We are now getting a reaction to the higher oil prices. It is translating into slower economic growth and, of course, it is allied with a rise in interest rates. Don't think that it is just that rising oil prices equal lower economic growth. It is a question of rising oil prices and less liquidity and higher rates that's a triple threat. The bottom could be in the high 40s, though that wouldn't be sustainable. On a yearly average, we will stay in the 60s, but we'll spend a lot of time in the 50s. Then they'll start up again in 2008-2009 and go up for some time. When we get to 130 or 150 there will be another pullback.
How do you get to those numbers?
In 1930 we found 10 billion new barrels of oil in the world and we used 1.5 billion. We reached a peak in 1964 when we found 48 billion barrels and used approximately 12 billion. In 1988, we found 23 billion barrels and used 23 billion barrels. That was the crossover when we started finding less than we were using. In 2005, we found about 5 billion to 6 billion and we used 30 billion. These numbers are just overwhelming.
In the article, a graph titled West Texas Intermediate Crude shows forecasted oil prices. In 2010, the forecast is $85; 2015, $180; and 2020, $300 per barrel. While I am bullish on oil prices, I am not sure I am that bullish. As prices climb, there will be a response. A key point to remember is that prices can only climb as high as consumers can afford to pay. At $300 per barrel, oil will be priced beyond many consumers' reach.
Having said that, I must admit I thought when prices originally went beyond $60 per barrel the consumers' reach. I was wrong. But at some point, the cost of oil will simply be too high for consumers. So I am cautious when the price forecast gets much above $100 per barrel.
As stated, I am bullish on high energy prices and do think higher energy prices will persist. According to an online Wall Street Journal article OPEC to Hold Emergency Meeting (subscription required), OPEC will hold an emergency meeting on October 19th to discuss oil production cuts. OPEC must believe that higher oil prices are here to stay if they want to defend a $60 price level.
Late Saturday, an official from the United Arab Emirates oil ministry said he had received a fax from the OPEC president inviting all OPEC energy ministers to Qatar's capital for a meeting. A U.A.E. official, whose minister is one of the few in OPEC to have remained silent since talks of output cuts emerged, said discussions were continuing in the run-up to the meeting.
"Consultations continue between member countries," the oil ministry official said.
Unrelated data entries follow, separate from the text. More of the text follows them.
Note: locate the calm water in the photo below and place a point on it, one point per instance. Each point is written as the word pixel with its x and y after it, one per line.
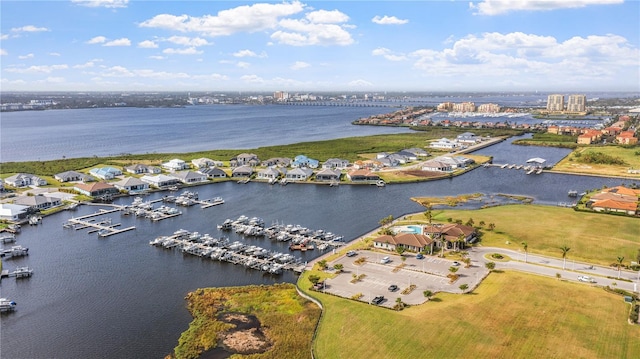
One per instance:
pixel 54 134
pixel 119 297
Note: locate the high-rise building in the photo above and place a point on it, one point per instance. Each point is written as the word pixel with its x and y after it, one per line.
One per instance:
pixel 577 103
pixel 555 103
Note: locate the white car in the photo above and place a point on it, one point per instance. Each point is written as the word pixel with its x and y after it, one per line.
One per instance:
pixel 586 278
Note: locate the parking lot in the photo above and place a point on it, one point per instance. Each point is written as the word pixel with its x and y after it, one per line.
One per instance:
pixel 429 273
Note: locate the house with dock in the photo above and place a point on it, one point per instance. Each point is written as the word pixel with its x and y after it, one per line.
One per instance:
pixel 24 180
pixel 73 176
pixel 38 202
pixel 96 189
pixel 132 185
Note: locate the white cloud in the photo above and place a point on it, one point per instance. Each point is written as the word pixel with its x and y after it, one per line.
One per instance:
pixel 118 42
pixel 245 53
pixel 246 18
pixel 359 83
pixel 147 44
pixel 185 51
pixel 97 40
pixel 388 54
pixel 305 33
pixel 29 28
pixel 102 3
pixel 187 41
pixel 45 69
pixel 497 7
pixel 327 17
pixel 531 58
pixel 388 20
pixel 299 65
pixel 252 79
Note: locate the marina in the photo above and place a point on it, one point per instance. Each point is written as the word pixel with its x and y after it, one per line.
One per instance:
pixel 221 249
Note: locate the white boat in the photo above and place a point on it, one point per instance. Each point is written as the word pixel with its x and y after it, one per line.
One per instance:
pixel 22 272
pixel 7 305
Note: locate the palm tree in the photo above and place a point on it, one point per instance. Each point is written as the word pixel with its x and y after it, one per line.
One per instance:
pixel 564 250
pixel 620 259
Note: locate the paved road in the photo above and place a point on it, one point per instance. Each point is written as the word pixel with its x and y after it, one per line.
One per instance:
pixel 549 266
pixel 430 273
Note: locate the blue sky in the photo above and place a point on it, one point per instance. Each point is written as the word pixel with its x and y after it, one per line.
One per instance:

The U.A.E. has yet to decide whether or not it will cut production. "We have not agreed a cut in our production yet," the official said.
OPEC ministers have become increasingly concerned in recent weeks over a sharp decline in crude oil prices, from highs of $78 a barrel in July to below $60 last week.
The energy story should be an interesting one. Many people and organizations do not believe that higher energy prices will persist and do believe that the commodities bubble has burst. Others, like myself, believe that commodity cycles take a long time to play out because of the significant amount of time to bring production to the market. The energy story, because of its vital importance to everyone, will be very interesting to follow.